De officieren van justitie hebben tijdig de ontnemingsvordering gelijk met de strafzaak aanhangig gemaakt. Er is derhalve geen sprake van enig verzuim aan de kant van het openbaar ministerie op grond waarvan een belangenafweging door de rechtbank zou moeten plaatsvinden. Ook is niet althans onvoldoende onderbouwd dat veroordeelde op enigerlei wijze door het aanhangig maken van de ontnemingsvordering in zijn belangen zou zijn geschaad.

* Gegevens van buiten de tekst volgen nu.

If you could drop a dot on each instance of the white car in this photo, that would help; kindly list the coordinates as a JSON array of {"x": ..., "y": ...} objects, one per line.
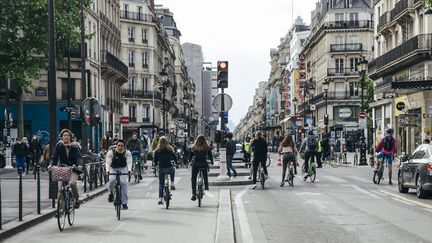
[{"x": 239, "y": 153}]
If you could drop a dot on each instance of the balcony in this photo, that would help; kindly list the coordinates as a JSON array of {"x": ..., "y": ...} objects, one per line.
[
  {"x": 405, "y": 55},
  {"x": 142, "y": 94},
  {"x": 334, "y": 72},
  {"x": 113, "y": 68},
  {"x": 346, "y": 47},
  {"x": 109, "y": 24},
  {"x": 136, "y": 16}
]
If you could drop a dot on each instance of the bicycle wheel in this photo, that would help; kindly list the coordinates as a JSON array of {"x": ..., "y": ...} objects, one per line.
[
  {"x": 167, "y": 196},
  {"x": 61, "y": 212},
  {"x": 200, "y": 195},
  {"x": 71, "y": 213}
]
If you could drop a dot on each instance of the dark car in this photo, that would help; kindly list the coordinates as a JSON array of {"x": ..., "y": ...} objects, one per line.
[{"x": 416, "y": 173}]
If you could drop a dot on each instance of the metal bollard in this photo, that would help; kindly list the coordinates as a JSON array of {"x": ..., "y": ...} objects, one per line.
[
  {"x": 20, "y": 195},
  {"x": 38, "y": 188}
]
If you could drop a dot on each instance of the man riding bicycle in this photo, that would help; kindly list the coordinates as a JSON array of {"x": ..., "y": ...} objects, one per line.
[
  {"x": 118, "y": 159},
  {"x": 387, "y": 148},
  {"x": 135, "y": 147}
]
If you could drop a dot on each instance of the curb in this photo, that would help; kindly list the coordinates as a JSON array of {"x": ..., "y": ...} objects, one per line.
[{"x": 48, "y": 214}]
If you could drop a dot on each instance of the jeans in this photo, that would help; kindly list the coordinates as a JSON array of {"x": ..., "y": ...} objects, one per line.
[
  {"x": 21, "y": 163},
  {"x": 230, "y": 166},
  {"x": 256, "y": 163},
  {"x": 162, "y": 172},
  {"x": 123, "y": 180},
  {"x": 194, "y": 176}
]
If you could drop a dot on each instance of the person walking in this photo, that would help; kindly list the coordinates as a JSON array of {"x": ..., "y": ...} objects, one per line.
[
  {"x": 260, "y": 151},
  {"x": 289, "y": 151},
  {"x": 231, "y": 149}
]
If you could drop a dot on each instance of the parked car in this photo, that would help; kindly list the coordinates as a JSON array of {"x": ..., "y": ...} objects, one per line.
[
  {"x": 416, "y": 173},
  {"x": 239, "y": 152}
]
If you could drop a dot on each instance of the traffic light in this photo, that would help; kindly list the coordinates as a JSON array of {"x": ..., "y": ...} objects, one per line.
[
  {"x": 326, "y": 119},
  {"x": 222, "y": 74}
]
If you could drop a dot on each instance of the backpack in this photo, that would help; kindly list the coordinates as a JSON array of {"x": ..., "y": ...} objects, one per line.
[
  {"x": 388, "y": 143},
  {"x": 312, "y": 144}
]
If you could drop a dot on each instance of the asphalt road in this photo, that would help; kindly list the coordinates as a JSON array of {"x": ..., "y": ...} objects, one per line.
[{"x": 343, "y": 205}]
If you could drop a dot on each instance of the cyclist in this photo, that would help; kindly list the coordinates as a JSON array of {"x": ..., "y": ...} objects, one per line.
[
  {"x": 198, "y": 155},
  {"x": 260, "y": 150},
  {"x": 118, "y": 159},
  {"x": 164, "y": 154},
  {"x": 68, "y": 153},
  {"x": 387, "y": 148},
  {"x": 289, "y": 150},
  {"x": 309, "y": 147},
  {"x": 135, "y": 147}
]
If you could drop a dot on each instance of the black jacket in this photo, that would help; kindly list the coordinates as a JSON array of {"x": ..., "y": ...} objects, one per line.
[
  {"x": 259, "y": 147},
  {"x": 60, "y": 155},
  {"x": 199, "y": 158},
  {"x": 164, "y": 157}
]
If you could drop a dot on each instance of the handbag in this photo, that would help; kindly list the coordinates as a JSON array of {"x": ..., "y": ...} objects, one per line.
[{"x": 61, "y": 173}]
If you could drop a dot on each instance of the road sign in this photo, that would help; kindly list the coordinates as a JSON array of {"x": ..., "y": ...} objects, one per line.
[
  {"x": 217, "y": 102},
  {"x": 124, "y": 120}
]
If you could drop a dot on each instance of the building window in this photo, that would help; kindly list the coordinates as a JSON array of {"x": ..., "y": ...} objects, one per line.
[
  {"x": 131, "y": 34},
  {"x": 131, "y": 59},
  {"x": 145, "y": 60},
  {"x": 132, "y": 112},
  {"x": 144, "y": 36},
  {"x": 65, "y": 89}
]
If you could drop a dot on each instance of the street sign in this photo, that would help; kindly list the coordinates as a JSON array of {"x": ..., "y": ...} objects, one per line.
[
  {"x": 124, "y": 120},
  {"x": 217, "y": 102}
]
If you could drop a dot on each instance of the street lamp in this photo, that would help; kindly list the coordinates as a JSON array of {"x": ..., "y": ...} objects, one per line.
[
  {"x": 362, "y": 68},
  {"x": 325, "y": 88},
  {"x": 164, "y": 78}
]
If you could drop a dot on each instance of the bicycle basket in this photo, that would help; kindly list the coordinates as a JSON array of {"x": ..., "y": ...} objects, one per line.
[{"x": 61, "y": 173}]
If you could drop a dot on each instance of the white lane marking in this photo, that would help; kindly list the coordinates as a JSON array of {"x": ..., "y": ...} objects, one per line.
[
  {"x": 402, "y": 201},
  {"x": 358, "y": 178},
  {"x": 406, "y": 199},
  {"x": 335, "y": 179},
  {"x": 357, "y": 188},
  {"x": 242, "y": 216}
]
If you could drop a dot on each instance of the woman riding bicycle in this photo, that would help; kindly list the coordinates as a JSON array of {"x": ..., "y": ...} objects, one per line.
[
  {"x": 289, "y": 150},
  {"x": 68, "y": 153},
  {"x": 164, "y": 154},
  {"x": 198, "y": 155},
  {"x": 260, "y": 150}
]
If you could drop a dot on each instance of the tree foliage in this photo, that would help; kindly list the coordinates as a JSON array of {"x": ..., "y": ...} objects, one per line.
[{"x": 24, "y": 36}]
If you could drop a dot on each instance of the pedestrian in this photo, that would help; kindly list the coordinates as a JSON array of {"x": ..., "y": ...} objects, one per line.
[
  {"x": 20, "y": 150},
  {"x": 289, "y": 151},
  {"x": 260, "y": 151},
  {"x": 68, "y": 152},
  {"x": 230, "y": 151}
]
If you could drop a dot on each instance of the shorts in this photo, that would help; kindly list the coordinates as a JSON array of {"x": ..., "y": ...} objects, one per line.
[{"x": 388, "y": 157}]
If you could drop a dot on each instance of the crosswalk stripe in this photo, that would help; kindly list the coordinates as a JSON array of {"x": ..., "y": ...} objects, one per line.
[{"x": 335, "y": 179}]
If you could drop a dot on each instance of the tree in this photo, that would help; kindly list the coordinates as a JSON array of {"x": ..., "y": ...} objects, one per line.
[{"x": 24, "y": 41}]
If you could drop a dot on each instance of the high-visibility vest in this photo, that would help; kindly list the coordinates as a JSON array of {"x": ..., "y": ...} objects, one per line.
[{"x": 246, "y": 146}]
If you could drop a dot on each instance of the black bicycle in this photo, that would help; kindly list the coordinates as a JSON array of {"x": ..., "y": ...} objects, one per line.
[{"x": 117, "y": 193}]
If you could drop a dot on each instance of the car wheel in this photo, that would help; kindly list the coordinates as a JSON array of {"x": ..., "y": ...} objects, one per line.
[
  {"x": 421, "y": 193},
  {"x": 401, "y": 188}
]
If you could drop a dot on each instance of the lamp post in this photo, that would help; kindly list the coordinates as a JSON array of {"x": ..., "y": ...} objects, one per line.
[
  {"x": 362, "y": 68},
  {"x": 325, "y": 88},
  {"x": 164, "y": 78}
]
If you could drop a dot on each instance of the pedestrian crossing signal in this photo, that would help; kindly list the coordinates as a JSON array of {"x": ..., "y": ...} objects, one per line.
[{"x": 222, "y": 74}]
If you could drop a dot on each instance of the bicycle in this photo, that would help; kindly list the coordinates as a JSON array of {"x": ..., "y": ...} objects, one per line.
[
  {"x": 200, "y": 182},
  {"x": 65, "y": 200},
  {"x": 117, "y": 193}
]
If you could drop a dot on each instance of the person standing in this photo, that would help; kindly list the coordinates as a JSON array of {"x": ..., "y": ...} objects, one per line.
[
  {"x": 260, "y": 151},
  {"x": 230, "y": 151},
  {"x": 289, "y": 151},
  {"x": 118, "y": 159}
]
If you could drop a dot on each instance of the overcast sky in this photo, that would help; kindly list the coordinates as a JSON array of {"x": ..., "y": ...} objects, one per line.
[{"x": 241, "y": 32}]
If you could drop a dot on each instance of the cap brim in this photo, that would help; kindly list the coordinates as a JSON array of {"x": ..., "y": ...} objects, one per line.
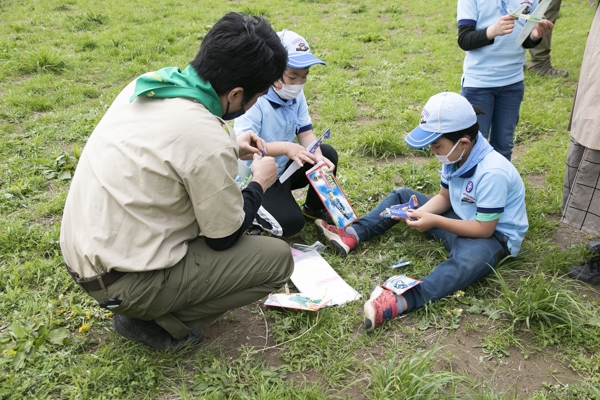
[
  {"x": 419, "y": 138},
  {"x": 303, "y": 61}
]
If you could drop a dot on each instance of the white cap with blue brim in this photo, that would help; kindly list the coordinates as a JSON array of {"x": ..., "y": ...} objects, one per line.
[
  {"x": 445, "y": 112},
  {"x": 299, "y": 54}
]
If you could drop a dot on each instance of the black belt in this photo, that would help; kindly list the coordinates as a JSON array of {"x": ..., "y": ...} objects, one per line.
[{"x": 92, "y": 284}]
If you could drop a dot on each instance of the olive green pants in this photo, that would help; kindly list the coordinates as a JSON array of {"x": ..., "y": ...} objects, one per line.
[
  {"x": 204, "y": 284},
  {"x": 540, "y": 54}
]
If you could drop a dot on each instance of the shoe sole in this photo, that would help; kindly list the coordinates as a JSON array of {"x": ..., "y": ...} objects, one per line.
[{"x": 338, "y": 248}]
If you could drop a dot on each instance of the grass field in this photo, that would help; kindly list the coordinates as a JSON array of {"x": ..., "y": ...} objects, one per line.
[{"x": 524, "y": 332}]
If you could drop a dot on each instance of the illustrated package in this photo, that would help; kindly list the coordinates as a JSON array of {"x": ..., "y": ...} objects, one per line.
[{"x": 330, "y": 192}]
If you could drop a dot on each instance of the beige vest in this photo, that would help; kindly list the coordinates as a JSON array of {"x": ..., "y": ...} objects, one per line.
[{"x": 154, "y": 174}]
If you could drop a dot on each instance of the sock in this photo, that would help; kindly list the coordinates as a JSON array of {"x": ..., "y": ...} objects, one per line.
[{"x": 350, "y": 230}]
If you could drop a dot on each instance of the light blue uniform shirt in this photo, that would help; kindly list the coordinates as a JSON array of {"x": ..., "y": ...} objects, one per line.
[
  {"x": 493, "y": 186},
  {"x": 500, "y": 63},
  {"x": 273, "y": 123}
]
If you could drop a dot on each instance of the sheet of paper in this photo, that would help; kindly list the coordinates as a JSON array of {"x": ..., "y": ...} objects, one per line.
[
  {"x": 315, "y": 278},
  {"x": 295, "y": 301}
]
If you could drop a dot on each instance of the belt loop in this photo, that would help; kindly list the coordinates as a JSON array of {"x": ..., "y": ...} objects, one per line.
[{"x": 101, "y": 282}]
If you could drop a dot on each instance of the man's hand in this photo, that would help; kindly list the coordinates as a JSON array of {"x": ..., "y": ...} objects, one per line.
[
  {"x": 264, "y": 171},
  {"x": 541, "y": 30},
  {"x": 249, "y": 144},
  {"x": 504, "y": 26}
]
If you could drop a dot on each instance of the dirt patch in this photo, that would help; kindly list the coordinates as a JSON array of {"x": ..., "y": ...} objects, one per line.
[
  {"x": 397, "y": 160},
  {"x": 513, "y": 375},
  {"x": 567, "y": 236}
]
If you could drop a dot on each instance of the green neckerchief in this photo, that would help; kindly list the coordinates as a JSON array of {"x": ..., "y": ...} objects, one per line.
[{"x": 171, "y": 82}]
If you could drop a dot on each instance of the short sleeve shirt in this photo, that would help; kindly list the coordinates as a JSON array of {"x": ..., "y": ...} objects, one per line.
[
  {"x": 493, "y": 186},
  {"x": 274, "y": 122}
]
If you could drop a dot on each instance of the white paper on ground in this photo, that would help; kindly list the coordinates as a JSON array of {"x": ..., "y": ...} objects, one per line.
[{"x": 315, "y": 278}]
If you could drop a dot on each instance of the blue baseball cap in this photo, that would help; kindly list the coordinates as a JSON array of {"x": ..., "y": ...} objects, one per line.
[
  {"x": 445, "y": 112},
  {"x": 299, "y": 54}
]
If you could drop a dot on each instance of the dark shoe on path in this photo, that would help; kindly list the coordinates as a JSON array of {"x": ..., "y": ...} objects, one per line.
[
  {"x": 151, "y": 334},
  {"x": 546, "y": 69},
  {"x": 588, "y": 272},
  {"x": 380, "y": 307}
]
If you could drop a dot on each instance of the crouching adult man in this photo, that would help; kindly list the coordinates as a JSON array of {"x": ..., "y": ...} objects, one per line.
[{"x": 158, "y": 171}]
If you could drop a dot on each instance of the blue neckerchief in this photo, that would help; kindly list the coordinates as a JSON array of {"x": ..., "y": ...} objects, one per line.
[
  {"x": 481, "y": 149},
  {"x": 502, "y": 7},
  {"x": 271, "y": 95}
]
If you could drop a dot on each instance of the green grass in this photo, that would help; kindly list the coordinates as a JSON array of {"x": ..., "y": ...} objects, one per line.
[{"x": 62, "y": 62}]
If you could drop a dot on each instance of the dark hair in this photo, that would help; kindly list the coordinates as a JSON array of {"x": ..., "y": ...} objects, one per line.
[
  {"x": 470, "y": 132},
  {"x": 241, "y": 51}
]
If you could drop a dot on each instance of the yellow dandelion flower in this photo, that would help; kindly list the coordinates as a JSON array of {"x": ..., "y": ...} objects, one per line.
[{"x": 9, "y": 352}]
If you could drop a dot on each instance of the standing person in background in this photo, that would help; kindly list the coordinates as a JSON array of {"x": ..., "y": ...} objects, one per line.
[
  {"x": 493, "y": 67},
  {"x": 540, "y": 54},
  {"x": 581, "y": 191},
  {"x": 281, "y": 118}
]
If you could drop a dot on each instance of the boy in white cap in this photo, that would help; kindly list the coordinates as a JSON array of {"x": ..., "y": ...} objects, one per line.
[
  {"x": 280, "y": 117},
  {"x": 479, "y": 214}
]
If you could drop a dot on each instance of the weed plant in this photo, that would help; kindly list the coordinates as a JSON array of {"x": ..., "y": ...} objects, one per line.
[{"x": 62, "y": 62}]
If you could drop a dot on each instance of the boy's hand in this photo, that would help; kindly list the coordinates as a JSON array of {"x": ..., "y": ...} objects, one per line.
[
  {"x": 264, "y": 171},
  {"x": 330, "y": 165},
  {"x": 541, "y": 30},
  {"x": 299, "y": 154},
  {"x": 250, "y": 143},
  {"x": 421, "y": 221},
  {"x": 504, "y": 26}
]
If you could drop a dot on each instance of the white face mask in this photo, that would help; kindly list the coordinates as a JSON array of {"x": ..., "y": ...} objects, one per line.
[
  {"x": 445, "y": 160},
  {"x": 288, "y": 92}
]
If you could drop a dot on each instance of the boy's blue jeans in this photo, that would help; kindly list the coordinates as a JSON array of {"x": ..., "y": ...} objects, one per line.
[
  {"x": 501, "y": 106},
  {"x": 469, "y": 259}
]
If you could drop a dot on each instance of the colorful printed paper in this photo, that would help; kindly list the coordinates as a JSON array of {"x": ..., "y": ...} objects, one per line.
[{"x": 329, "y": 191}]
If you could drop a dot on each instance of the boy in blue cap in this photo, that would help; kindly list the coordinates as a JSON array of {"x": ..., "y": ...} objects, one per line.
[
  {"x": 479, "y": 214},
  {"x": 279, "y": 117}
]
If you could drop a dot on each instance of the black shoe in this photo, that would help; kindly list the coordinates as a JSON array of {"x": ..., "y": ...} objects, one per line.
[
  {"x": 309, "y": 213},
  {"x": 594, "y": 246},
  {"x": 588, "y": 272},
  {"x": 151, "y": 334}
]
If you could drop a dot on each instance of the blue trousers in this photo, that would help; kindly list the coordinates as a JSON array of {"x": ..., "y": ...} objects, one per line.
[
  {"x": 501, "y": 106},
  {"x": 468, "y": 260}
]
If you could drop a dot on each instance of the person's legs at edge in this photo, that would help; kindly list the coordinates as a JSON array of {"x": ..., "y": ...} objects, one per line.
[
  {"x": 506, "y": 117},
  {"x": 469, "y": 260},
  {"x": 540, "y": 55},
  {"x": 485, "y": 99}
]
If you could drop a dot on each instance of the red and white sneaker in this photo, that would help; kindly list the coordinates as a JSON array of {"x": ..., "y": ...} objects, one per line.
[
  {"x": 341, "y": 241},
  {"x": 380, "y": 307}
]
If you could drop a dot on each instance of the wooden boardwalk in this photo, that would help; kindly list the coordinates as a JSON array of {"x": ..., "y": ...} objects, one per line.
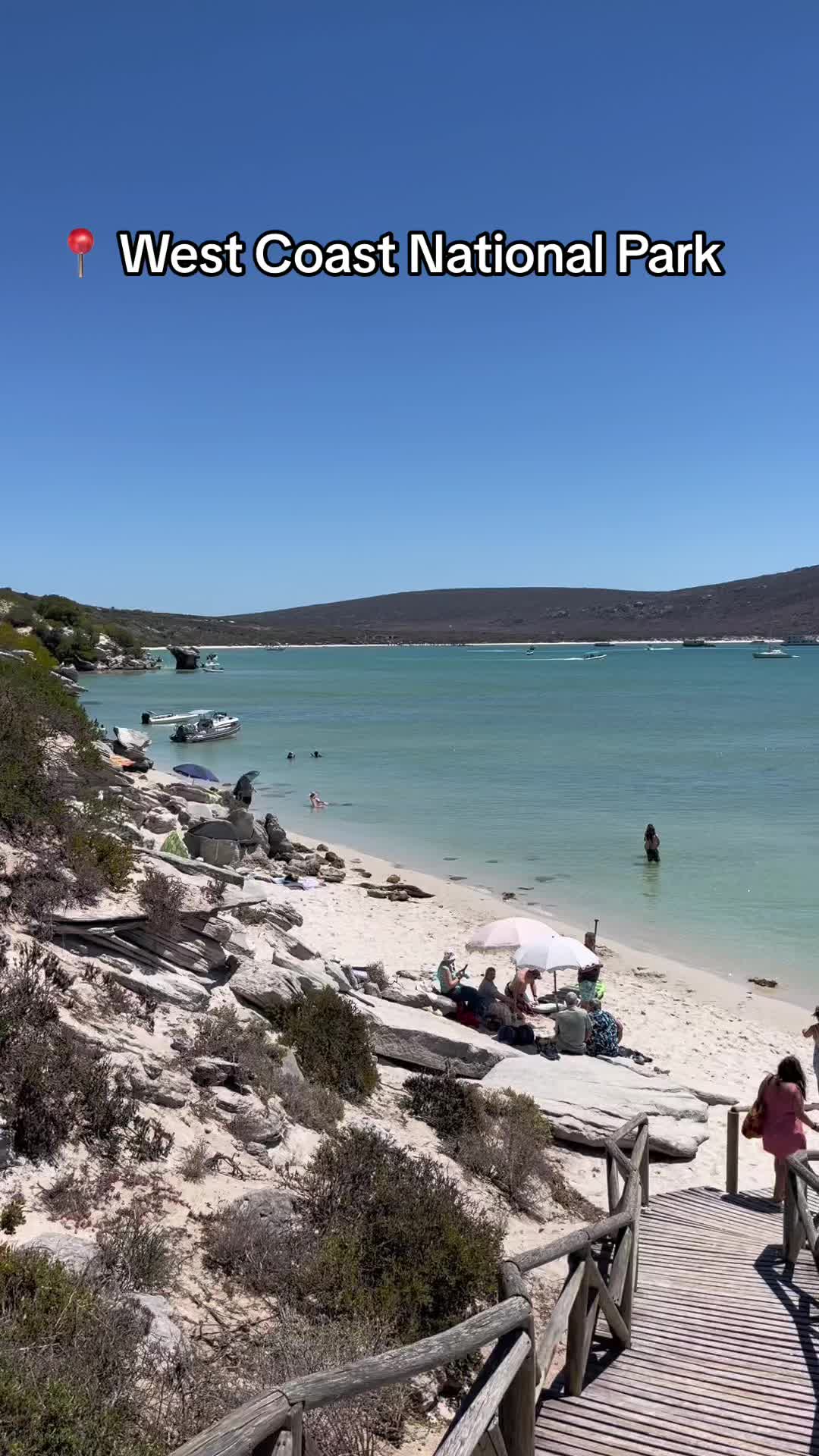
[{"x": 725, "y": 1354}]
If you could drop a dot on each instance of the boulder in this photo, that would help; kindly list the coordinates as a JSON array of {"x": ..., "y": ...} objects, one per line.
[
  {"x": 271, "y": 1206},
  {"x": 420, "y": 1038},
  {"x": 279, "y": 983},
  {"x": 588, "y": 1098},
  {"x": 161, "y": 1329},
  {"x": 67, "y": 1248},
  {"x": 209, "y": 1072}
]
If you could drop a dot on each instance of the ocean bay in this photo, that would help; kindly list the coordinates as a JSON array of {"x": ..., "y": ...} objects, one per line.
[{"x": 537, "y": 775}]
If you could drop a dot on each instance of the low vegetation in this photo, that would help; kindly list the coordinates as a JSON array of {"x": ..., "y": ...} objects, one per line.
[
  {"x": 331, "y": 1041},
  {"x": 381, "y": 1237},
  {"x": 502, "y": 1136},
  {"x": 162, "y": 900},
  {"x": 248, "y": 1043},
  {"x": 53, "y": 1087}
]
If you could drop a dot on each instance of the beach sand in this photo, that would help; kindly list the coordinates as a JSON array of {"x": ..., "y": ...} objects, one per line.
[{"x": 708, "y": 1033}]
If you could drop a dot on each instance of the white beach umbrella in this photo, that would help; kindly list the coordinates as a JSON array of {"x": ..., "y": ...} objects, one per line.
[
  {"x": 507, "y": 934},
  {"x": 556, "y": 952}
]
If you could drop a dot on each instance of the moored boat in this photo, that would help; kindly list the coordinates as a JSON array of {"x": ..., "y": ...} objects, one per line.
[
  {"x": 177, "y": 718},
  {"x": 206, "y": 730}
]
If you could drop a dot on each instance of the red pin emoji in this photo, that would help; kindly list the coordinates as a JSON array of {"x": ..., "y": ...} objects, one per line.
[{"x": 80, "y": 242}]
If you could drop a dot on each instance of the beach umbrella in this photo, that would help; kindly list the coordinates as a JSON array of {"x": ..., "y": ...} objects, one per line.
[
  {"x": 507, "y": 934},
  {"x": 556, "y": 952}
]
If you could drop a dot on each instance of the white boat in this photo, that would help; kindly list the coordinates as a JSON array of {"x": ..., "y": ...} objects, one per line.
[
  {"x": 178, "y": 718},
  {"x": 205, "y": 730},
  {"x": 774, "y": 654}
]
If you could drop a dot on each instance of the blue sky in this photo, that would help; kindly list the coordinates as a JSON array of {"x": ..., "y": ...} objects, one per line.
[{"x": 243, "y": 444}]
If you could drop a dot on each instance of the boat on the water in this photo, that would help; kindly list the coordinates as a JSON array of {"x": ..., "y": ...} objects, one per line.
[
  {"x": 205, "y": 730},
  {"x": 177, "y": 718}
]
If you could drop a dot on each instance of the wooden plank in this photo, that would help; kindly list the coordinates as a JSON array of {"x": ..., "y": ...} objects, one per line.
[{"x": 480, "y": 1408}]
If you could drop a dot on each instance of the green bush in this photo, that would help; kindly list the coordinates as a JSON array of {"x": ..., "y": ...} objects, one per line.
[
  {"x": 397, "y": 1238},
  {"x": 20, "y": 615},
  {"x": 331, "y": 1041},
  {"x": 12, "y": 641},
  {"x": 248, "y": 1043},
  {"x": 53, "y": 1087},
  {"x": 72, "y": 1379}
]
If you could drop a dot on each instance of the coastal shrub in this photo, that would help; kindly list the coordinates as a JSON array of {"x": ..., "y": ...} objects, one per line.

Ten aanzien van het door de verdediging aangevoerde maatschappelijk belang, te weten de rechten van de schuldeisers, overweegt de rechtbank dat vanuit het adagium dat misdaad niet mag lonen de maatschappij er eveneens een groot belang bij heeft dat een veroordeelde niet vrijelijk kan blijven beschikken over door hem vergaarde criminele winsten. Dat er ontwikkelingen zijn met betrekking tot een financiële regeling ten behoeve van de gezamenlijke schuldeisers, doet hier niet aan af. Nog los van het onvoldoende concretiseren van deze situatie door de verdediging, hoeft de rechter geen rekening te houden met een vordering van een benadeelde derde die nog niet onherroepelijk in rechte is toegekend. Dat het openbaar ministerie in de visie van de verdediging toch rekening had moeten houden met de rechten van de schuldeisers, met als gevolg dat het openbaar ministerie niet ontvankelijk verklaard zou moeten worden, is een opvatting die geen steun vindt in het recht en die de rechtbank daarom niet deelt.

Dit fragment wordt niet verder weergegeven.